Data analysis and machine learning approaches for time series pre- and post- processing pipelines
Directors: Marco Quartulli (Vicomtech) Basilio Sierra Araujo (University)
In the industrial domain, different kinds of sensor devices capture data continuously and constantly monitor the operation of the machines in real-time. The cost and size of sensor have reduced dramatically in recent years, making the digitisation of machines and processes affordable. In the context of the Industrial Internet of Things IIoT concerns come from both the large quantity and the sometimes low quality of data that it is typically messy, as observations can be noisy, missing or lost in communications. These limitations can lead to results that negatively impact business decisions.
This research focuses on time series data, which poses unique challenges due to the need to properly take into account autocorrelation, trends, seasonality, and gaps. Moreover, as time series data is often continuously generated, it is important that cleaning algorithms support near real-time operation. Furthermore, as the data evolves, the cleaning strategy needs to change in an adaptive and incremental way, in order to avoid having to start the cleaning process from scratch each time.

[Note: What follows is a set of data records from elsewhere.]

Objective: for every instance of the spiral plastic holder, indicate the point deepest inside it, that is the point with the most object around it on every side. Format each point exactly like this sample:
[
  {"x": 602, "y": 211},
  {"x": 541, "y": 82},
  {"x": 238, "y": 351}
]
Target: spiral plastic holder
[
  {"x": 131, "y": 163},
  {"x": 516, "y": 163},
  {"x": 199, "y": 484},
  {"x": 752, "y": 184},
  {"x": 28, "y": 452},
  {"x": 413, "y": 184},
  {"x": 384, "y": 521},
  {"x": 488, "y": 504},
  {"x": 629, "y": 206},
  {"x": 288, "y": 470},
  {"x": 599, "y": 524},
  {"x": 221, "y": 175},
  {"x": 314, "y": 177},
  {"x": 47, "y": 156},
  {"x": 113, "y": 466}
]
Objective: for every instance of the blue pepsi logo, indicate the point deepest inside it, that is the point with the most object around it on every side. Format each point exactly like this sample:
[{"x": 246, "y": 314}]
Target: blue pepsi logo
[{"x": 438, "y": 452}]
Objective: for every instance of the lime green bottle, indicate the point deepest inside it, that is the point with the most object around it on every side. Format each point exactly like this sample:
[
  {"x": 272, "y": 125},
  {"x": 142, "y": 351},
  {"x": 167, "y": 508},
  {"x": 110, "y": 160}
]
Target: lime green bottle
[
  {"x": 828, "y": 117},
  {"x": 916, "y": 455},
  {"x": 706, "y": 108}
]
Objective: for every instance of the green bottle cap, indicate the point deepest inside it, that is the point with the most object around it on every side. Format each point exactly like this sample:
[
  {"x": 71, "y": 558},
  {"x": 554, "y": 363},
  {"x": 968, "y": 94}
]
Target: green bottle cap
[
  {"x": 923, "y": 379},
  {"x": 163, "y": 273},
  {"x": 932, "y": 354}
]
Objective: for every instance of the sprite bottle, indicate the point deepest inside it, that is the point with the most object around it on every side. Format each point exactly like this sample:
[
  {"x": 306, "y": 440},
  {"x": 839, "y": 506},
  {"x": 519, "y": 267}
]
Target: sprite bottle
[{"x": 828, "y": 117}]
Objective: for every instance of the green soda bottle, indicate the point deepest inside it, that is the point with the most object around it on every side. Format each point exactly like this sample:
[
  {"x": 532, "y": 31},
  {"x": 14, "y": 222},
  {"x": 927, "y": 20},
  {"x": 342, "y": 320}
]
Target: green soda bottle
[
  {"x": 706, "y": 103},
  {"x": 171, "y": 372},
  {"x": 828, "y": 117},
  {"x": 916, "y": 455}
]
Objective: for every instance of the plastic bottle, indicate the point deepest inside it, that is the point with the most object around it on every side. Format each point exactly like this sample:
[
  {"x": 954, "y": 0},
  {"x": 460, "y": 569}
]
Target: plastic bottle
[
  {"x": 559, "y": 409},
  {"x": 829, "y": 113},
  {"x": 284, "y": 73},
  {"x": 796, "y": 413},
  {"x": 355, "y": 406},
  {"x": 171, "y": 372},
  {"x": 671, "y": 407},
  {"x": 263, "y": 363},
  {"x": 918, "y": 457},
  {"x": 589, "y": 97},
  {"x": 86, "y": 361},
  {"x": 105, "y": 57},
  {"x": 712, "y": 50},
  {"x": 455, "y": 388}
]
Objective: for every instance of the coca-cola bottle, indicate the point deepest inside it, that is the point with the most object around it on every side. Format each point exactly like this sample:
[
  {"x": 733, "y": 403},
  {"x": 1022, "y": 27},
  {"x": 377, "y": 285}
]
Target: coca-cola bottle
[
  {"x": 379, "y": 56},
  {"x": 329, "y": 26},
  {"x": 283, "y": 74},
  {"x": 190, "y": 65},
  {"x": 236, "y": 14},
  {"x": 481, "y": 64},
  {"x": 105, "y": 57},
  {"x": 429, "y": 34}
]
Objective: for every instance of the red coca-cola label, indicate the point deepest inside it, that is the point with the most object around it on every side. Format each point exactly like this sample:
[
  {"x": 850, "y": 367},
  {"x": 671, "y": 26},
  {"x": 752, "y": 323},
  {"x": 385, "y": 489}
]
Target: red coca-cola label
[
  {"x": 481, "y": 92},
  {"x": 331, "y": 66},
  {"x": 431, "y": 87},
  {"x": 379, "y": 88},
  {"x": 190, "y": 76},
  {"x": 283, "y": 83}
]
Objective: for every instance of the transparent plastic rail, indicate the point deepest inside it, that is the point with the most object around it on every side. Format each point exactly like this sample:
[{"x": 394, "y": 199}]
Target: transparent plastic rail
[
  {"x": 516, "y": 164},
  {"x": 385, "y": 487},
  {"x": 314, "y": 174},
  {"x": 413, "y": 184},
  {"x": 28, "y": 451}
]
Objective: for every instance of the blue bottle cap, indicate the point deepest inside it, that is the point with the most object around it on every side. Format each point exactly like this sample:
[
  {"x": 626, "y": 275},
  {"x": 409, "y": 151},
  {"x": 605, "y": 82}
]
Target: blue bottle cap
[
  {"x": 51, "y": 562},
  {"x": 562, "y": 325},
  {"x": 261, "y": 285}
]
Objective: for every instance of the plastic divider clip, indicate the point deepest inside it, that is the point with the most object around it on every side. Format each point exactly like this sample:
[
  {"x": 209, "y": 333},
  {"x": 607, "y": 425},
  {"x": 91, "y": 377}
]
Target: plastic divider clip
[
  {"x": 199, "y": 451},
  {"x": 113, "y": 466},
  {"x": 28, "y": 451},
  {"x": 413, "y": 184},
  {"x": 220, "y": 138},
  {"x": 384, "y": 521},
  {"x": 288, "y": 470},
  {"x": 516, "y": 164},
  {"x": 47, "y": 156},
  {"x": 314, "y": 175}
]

The objective of this thesis is to verify the possibility of applying machine learning-inspired process flows to data pre-processing steps. For that purpose, this work proposes methods that are capable of selecting optimal pre-processing strategies and providing insight into the errors made. The proposed methods generate pre- and post-processing models which are trained using available historical data, by minimising empirical loss functions.

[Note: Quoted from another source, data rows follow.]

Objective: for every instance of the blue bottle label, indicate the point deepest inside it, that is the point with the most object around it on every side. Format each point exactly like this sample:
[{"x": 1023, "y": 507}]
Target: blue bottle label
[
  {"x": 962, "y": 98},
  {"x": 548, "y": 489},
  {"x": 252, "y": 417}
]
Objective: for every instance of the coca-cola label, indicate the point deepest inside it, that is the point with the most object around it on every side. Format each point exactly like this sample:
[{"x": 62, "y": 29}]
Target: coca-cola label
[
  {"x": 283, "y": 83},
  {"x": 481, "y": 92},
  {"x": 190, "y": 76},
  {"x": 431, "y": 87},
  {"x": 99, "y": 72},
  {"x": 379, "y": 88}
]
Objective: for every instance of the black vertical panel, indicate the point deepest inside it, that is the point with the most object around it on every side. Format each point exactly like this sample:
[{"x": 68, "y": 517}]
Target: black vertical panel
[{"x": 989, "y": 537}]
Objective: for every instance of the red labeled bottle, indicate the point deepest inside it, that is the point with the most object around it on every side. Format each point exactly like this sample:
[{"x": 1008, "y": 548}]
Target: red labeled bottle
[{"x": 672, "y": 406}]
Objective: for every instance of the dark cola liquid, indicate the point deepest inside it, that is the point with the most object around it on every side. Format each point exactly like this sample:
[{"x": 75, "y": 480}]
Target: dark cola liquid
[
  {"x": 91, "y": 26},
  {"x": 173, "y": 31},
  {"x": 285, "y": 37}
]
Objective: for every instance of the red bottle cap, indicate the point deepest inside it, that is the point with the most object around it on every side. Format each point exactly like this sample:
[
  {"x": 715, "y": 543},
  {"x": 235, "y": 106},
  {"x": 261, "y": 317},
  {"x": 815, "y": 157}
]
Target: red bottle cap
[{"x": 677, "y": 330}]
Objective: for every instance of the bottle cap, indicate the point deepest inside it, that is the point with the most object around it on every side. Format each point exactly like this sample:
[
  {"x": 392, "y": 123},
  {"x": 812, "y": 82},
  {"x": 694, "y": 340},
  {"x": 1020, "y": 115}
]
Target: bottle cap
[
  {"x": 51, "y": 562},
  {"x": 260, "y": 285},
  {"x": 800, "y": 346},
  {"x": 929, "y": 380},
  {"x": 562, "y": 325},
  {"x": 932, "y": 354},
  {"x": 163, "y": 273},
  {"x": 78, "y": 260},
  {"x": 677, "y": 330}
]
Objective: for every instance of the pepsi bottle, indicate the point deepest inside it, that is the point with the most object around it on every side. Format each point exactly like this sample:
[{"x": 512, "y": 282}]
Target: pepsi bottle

Specifically, this dissertation studies time series compression, feature joining, observation imputation and surrogate model generation processes. In each of them, the optimal selection and combination of multiple strategies is pursued. This approach is defined according to data characteristics and user-defined system properties and limitations.
The general results indicate that the proposed approach identifies optimal pre- and post-processing strategies for univariate time series on a window-by-window basis, showing its capability to adapt to the current signal window. Specific details of the data generation process, of the dependency on other internal or external variables, or even of noise can affect the pre-processing selection results. Controlling the error in the process is critical in order to detect model drifts and, as a consequence, to retrain the generated model to maintain data quality. Implementation results have allowed ensuring data quality control in real-world project scenarios.